IHU On-Line – Ao mesmo tempo em que há uma apatia
política, surgem novas manifestações sociais como Os Indignados e os acampados
de Wall Street. Como vê essas novas manifestações? O que os movimentos sociais
precisam para ter representatividade política junto à sociedade civil e
mobilizá-la novamente?
Ruy Braga – Existe uma dinâmica de
mobilização internacional que se expressa tanto na Europa como no mundo Árabe.
Isso é uma constatação mais ou menos evidente. Porém, é importante destacar que
existe uma interconexão entre essas manifestações, ou seja, a esperança da
revolução árabe de alguma maneira fertiliza a juventude europeia, da mesma
maneira que repercute sobre a juventude nos Estados Unidos. Então, tem-se uma
nova dinâmica de mobilização, tanto do ponto de vista de um impulso democrático
dos setores da juventude como também um impulso de democratização que se espalha
pelos setores da classe trabalhadora, haja vista, por exemplo, o processo do
Egito e da Tunísia.
Costumo dizer que a
juventude europeia e os setores mais precarizados e
explorados, submetidos aos contratos temporários – que assumem os piores postos
de trabalhos disponíveis no mercado, que não conseguem perceber um horizonte de
progresso ocupacional, um progresso social –, são os mais atacados pelas
políticas de austeridade, pela contenção de despesas e gastos sociais e pela
diminuição da rede de proteção pública. Assim, tais setores estão propriamente
lutando pela manutenção, pela conquista e pela ampliação de direitos. Eles são,
de fato, uma força profundamente progressista do ponto de vista político. Existe
uma simbiose entre esses diferentes movimentos,
Occupy Wall Street,
Os
Indignados e a
Primavera Árabe, pensados evidentemente
do ponto de vista da juventude, que se engaja no processo de mobilização por
mais democracia e assim por diante. É evidente que há um plano de fundo, que é a
crise econômica. A crise econômica acelera e catalisa essa mobilização.
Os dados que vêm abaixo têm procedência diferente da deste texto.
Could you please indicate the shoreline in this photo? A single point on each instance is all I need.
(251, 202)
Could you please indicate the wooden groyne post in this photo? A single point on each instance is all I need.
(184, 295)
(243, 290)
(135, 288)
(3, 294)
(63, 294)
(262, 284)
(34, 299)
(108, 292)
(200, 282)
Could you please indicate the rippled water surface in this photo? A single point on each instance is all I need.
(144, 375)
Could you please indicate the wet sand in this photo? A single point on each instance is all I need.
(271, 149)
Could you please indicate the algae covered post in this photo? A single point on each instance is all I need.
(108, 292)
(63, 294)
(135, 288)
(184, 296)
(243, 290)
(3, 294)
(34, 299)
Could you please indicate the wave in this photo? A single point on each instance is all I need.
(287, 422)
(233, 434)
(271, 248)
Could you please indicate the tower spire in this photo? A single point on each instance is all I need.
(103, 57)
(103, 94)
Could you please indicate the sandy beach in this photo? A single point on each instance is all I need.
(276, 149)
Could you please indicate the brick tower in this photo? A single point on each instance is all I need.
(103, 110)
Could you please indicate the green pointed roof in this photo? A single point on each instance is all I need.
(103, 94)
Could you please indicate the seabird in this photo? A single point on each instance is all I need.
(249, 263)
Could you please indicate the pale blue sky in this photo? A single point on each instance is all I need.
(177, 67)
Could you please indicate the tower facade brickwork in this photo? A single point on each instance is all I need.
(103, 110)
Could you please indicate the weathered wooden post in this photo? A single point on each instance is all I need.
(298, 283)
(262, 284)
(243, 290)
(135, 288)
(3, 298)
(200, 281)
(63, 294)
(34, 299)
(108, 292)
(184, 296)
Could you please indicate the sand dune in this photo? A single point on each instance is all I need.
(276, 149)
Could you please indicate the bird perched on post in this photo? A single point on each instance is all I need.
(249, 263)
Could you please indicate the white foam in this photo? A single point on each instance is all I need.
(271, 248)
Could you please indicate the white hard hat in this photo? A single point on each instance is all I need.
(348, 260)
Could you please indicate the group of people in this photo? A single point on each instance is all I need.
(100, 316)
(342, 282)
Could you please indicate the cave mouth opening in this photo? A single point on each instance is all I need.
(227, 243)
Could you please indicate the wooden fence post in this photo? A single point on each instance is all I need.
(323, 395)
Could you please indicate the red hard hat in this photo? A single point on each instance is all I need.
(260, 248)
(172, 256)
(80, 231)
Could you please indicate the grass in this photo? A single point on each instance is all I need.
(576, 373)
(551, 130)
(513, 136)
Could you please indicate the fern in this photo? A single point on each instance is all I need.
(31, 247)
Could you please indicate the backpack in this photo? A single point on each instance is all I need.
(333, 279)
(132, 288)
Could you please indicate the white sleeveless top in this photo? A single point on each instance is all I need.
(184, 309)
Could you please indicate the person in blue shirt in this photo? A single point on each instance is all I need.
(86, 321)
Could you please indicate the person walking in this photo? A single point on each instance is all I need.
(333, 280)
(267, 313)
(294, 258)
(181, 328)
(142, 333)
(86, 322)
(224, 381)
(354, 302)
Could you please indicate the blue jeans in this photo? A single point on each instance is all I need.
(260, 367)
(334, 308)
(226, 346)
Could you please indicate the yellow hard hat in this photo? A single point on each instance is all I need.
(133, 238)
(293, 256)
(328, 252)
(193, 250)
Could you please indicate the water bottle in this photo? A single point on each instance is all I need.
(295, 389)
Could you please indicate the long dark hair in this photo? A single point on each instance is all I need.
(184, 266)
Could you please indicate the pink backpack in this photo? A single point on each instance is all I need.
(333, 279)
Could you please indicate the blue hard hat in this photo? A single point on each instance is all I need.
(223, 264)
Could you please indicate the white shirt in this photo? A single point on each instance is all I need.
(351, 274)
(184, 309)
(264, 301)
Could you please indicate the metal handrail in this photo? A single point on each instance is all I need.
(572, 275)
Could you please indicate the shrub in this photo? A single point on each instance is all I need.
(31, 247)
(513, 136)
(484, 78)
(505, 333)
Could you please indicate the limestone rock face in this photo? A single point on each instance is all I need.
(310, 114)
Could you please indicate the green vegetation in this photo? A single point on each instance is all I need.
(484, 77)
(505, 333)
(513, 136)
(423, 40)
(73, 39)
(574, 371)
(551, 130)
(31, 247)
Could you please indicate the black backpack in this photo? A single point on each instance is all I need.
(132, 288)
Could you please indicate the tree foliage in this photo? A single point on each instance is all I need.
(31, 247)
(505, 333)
O caso brasileiro é um pouco diferente, porque a crise chegou
tardiamente do ponto de vista dos ritmos de espalhamento da crise. Desde o ano
passado nós temos identificado uma série de iniciativas nacionais bastante
radicalizadas, como as
greves nacionais de setores de trabalhadores, greves
nacionais dos
Correios, dos bancários, dos peões das obras do
PAC. Tem havido ampla mobilização nacional de professores de
ensino fundamental. Há uma retomada da dinâmica da mobilização social, que tende
a fortalecer o movimento sindical crítico e acrescentar propriamente
contradições àquele movimento sindical governista. O momento atual é de
transição na direção de retomada de um ciclo de mobilização sindical e dos
trabalhadores, que tende a se espalhar também pela juventude.